LA PIERDE ALMAS. He talks and talks and I don´t get tired of listening, but I am truly intrigued by the name: “Pierde Almas”, literally “a loser of souls”. So, I ask him about it and his eyes brighten up. “I was waiting for you to ask about that, it is a great story,” and he gets ready by ordering another shot. He looks as if he were drinking water. Truth is, I don´t feel a bit dizzy either. Pierde Almas is strong but smooth. It awakens my awareness but doesn’t mess up my mind.  “In the nineties I used to spend almost fifteen hours a day painting and working. I had a very strange life. I grew my own fruits and vegetables and I killed my own animals. I had a guy that helped me prepare for painting, his name was Max. But Max would get lost every now and then and wouldn’t come back for days, and when he did, he always came up with an adventure to get out of trouble with me. One time, after he had been lost for several days, he came back and told me, ´You are not going to believe where I´ve been. I was at a cantina where the cantinero is called El Pierde Almas,´ so I told him that if he was going to take so long to come back he’d better take me with him, and he did.

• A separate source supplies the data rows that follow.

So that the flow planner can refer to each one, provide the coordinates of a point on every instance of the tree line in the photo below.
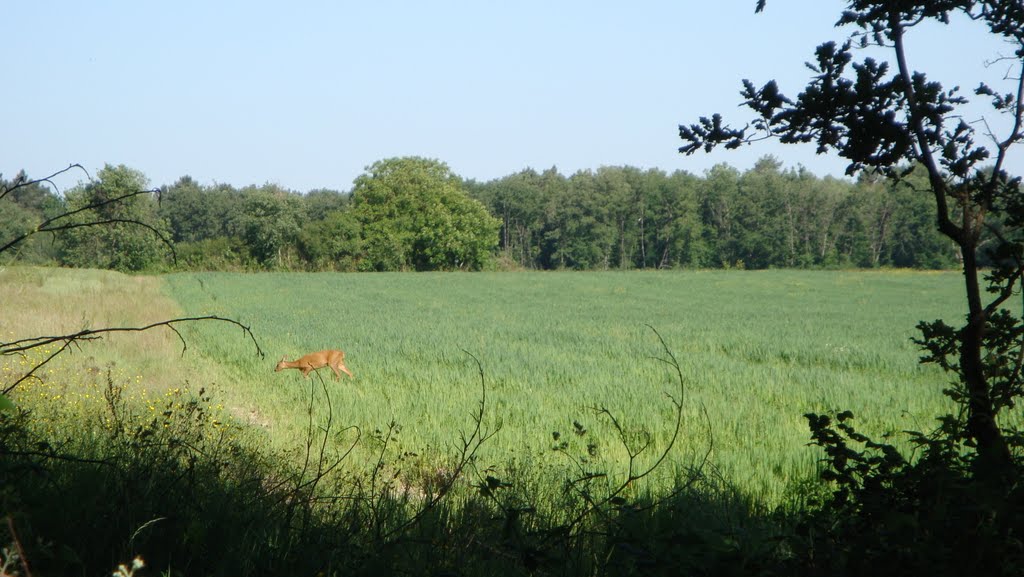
(415, 214)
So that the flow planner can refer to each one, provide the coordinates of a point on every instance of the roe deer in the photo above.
(313, 361)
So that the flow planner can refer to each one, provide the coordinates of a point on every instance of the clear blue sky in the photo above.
(307, 94)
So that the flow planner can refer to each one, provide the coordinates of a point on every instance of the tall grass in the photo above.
(758, 351)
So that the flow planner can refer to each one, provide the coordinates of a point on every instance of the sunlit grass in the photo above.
(757, 351)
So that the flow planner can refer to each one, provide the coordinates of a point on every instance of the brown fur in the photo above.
(313, 361)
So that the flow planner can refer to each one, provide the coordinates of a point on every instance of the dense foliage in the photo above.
(955, 507)
(415, 214)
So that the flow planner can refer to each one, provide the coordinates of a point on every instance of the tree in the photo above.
(24, 204)
(415, 215)
(133, 237)
(267, 222)
(891, 118)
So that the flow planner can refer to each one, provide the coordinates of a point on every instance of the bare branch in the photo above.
(22, 345)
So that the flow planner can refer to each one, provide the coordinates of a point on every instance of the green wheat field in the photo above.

“That place! We walked up and down rolling hills. We were around Santos Degollados, Etla. Suddenly, I see a wooden hut crowning the top of one of these hills. The path to climb up was steep and full of cactuses. I understood right then that it would take us several days to get down this hill. The inside walls of the hut were covered with newspaper to protect the place from the northern winds. There was only one room with a dirt floor and big tree trunks as seats. A hot pink dresser with golden filigree, was making do as the bar, right in the middle of the room. Behind the bar a small man was serving drinks. The “Pierde Almas,” as people called him, wasn’t taller than 4’6”. He was crippled, missing a hand, had a hump, blind in one eye and was missing some teeth, the rest of the crowd was equally different. Each person was a story. The scene made such an impact in my mind that years later I painted a whole series of 25 paintings, on the theme of this cantina. That scene was the Comedia Profana, the exact opposite of Dante’s Divine Comedy. All the vulnerabilities, all the failings, all the sins, were present there, in one room. So, this person and this place came to be the inspiration for so much of my work. I showed this collection of paintings in New York from 2000 to 2001. Later on, in 2006 I started collaborated with John Dickie, a screenwriter friend of mine on a screenplay about this cantina. It is called La Pierde Almas. Right now, we’re waiting to start pre-production in August and we hope to start shooting in October. It will be a black comedy about the encounter of two cultures. John will be directing it.”

The night washed away in the midst of these stories. The glasses clinking and plates clashing in the kitchen brought us back to the dim-lit East Village bar, but it was great to travel to the faraway places that Barbieri has traveled. A painter turned into business  man, turned into story teller and soul catcher, all under the influence of a Mexican tradition. One thing is certain: Jonathan Barbieri has given up his soul to art and to mezcal. He has been creating art since he was five and he asserts that for him, art is a path that has given him many satisfactions: “It is a journey, and a date with destiny.” Art took him to Oaxaca, a place where art and mezcal intertwine to become one and permeate life, the life of Jonathan Barbieri.